The Hidden Costs of Genomic Data
By: Kimberly Robasky, PhD | March 04, 2015
Molecular testing has been around for decades and with a broad spectrum of utility: blood typing in hematology, DNA-fingerprinting in forensics, and HLA-typing in immunology, to name just a few. More recently, game-changing breakthroughs in DNA-sequencing are enabling broader and even more accurate assays, further accelerating discovery and directly impacting how we deliver care.
DNA-sequencing has many applications. For example, targeted sequencing focuses on regions of interest, such as specific genes or loci of important personal variation. By contrast, whole-genome DNA-sequencing accesses the entire genome, identifying many more personal variations. On the other hand, transcriptome sequencing (a.k.a., RNA-Seq) accesses the RNA to understand how certain genetic variations affect transcription into RNA, which is eventually translated into proteins.
The benefits are clear but what about the costs? If researchers aren’t thoughtful about the way they perform these tests, they can end up spending hundreds or even thousands of additional dollars per test just to store and transfer the collected data. In some cases the costs are justified, but for others, there are more effective alternatives.
It all adds up
To read off an individual’s exome (e.g., the coding region of the genome) using high throughput sequencing currently costs $500-$1500, plus analysis costs. Similar technologies used to read all three billion plus bases of the whole genome, capturing all of an individual's private genetic variation, costs about $1000-$5000 in labor and reagents. However, these estimates only consider part of the equation. To get the true sense of the financial implications of DNA-sequencing, we must also consider the informatics costs.
Analysis costs can vary widely depending on experimental goals, but data storage costs are slightly more generalizable. For example, a typical whole genome occupies about 100 gigabytes, including all of the detailed information required for reproducing the analysis. This can cost $5-$10 per month in current cloud storage costs, plus data transfer costs, which can add up quickly if the sequencer is not located near the analysis site.
Given that individual human genomes are about 99.9% similar, we could choose to store only those differences, reducing the size to below 5GB for that same typical whole genome, on average. Unfortunately, if the original raw data are not also saved, reanalysis with new and improved algorithms will require a new re-sequencing project, including the $1000-$5000 cost in labor and reagents. Consequently, the longer-term data storage costs for whole genome sequencing should factor into any NGS-based business plan.

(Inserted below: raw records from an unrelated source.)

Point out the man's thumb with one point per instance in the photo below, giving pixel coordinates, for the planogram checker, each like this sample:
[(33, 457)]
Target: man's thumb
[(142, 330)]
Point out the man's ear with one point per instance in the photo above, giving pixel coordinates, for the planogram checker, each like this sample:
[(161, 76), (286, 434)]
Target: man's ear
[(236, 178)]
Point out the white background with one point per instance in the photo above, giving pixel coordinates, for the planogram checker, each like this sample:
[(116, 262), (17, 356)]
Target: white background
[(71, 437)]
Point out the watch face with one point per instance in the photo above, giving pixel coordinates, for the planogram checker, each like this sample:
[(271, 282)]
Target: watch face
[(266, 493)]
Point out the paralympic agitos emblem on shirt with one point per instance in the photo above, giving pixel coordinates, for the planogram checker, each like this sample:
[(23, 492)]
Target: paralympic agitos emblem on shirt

Targeted sequencing can significantly reduce data storage costs by only sequencing areas of known interest. Depending upon the panel size, multiple samples can be included on the same sequencing run (a.k.a., multiplexing), and can be sequenced at an order of magnitude greater than the depth used in whole genome sequencing. Sequencing at higher read depths (a.k.a., deep-sequencing) enables the detection of low-frequency variation, such as genetic variation that might only occur in a small fraction of the cells being sequenced. Detecting low-frequency variants provides insight into somatic variation, which is thought to be the key driver behind the onset and spread of cancer. Low-frequency variant detection also abets access to the Immune Repertoire, which is critical in surveilling things like disease state and drug response. Hence deeply-sequenced targeted panels are a cost-efficient alternative to whole genome sequencing. Targeted sequencing can also provide higher detection rates for somatic mutation at a fraction of the cost of whole genome sequencing.

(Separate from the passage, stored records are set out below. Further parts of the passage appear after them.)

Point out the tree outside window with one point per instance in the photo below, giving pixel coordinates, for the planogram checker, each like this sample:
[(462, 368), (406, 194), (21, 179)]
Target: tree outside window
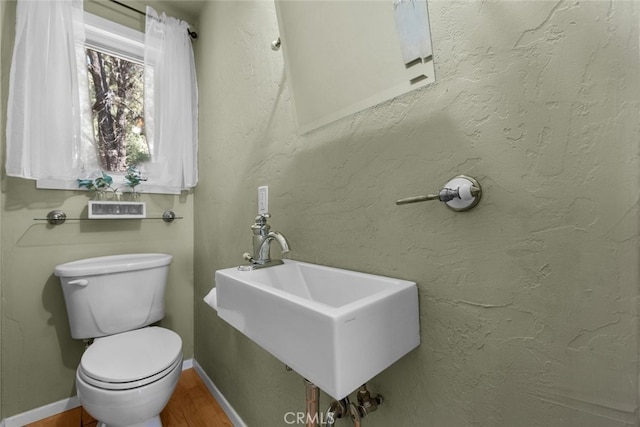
[(116, 89)]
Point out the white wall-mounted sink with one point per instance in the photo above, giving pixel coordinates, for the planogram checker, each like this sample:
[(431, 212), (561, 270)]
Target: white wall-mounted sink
[(337, 328)]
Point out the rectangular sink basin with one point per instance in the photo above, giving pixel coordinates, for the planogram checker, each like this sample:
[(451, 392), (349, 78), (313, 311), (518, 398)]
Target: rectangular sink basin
[(337, 328)]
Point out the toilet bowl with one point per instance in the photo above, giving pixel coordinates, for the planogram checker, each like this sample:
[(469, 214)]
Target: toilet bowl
[(128, 374), (128, 378)]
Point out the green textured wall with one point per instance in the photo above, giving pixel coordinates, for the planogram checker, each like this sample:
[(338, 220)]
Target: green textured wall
[(529, 303), (39, 357)]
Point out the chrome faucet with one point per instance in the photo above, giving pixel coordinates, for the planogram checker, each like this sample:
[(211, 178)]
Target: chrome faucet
[(262, 239)]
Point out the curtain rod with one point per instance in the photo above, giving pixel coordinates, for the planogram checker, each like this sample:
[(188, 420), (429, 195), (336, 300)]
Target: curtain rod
[(193, 34)]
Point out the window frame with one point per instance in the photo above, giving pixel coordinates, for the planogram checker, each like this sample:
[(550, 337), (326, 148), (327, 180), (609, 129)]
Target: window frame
[(112, 38)]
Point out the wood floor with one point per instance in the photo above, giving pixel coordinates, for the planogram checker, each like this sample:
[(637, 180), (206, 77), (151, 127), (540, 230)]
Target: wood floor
[(190, 406)]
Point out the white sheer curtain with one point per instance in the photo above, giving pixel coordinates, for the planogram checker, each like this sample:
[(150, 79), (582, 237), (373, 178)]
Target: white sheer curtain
[(48, 128), (171, 102)]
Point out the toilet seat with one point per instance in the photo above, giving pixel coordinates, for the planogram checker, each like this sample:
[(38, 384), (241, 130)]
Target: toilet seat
[(131, 359)]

Likewise, sequencing exomes and transcriptomes translates to significantly less storage requirements -- expect to reduce data transfer and storage costs to a tenth of that required for whole genomes for the higher read depths that are considered standard for transcriptomes and exomes.
Data costs may seem like a peripheral expense, but they can dramatically alter the cost benefit scenario of these efforts, depending on the assay and long-term needs. Good experimental design that utilizes the right tool for the job can have a big impact on the cost and benefits achieved.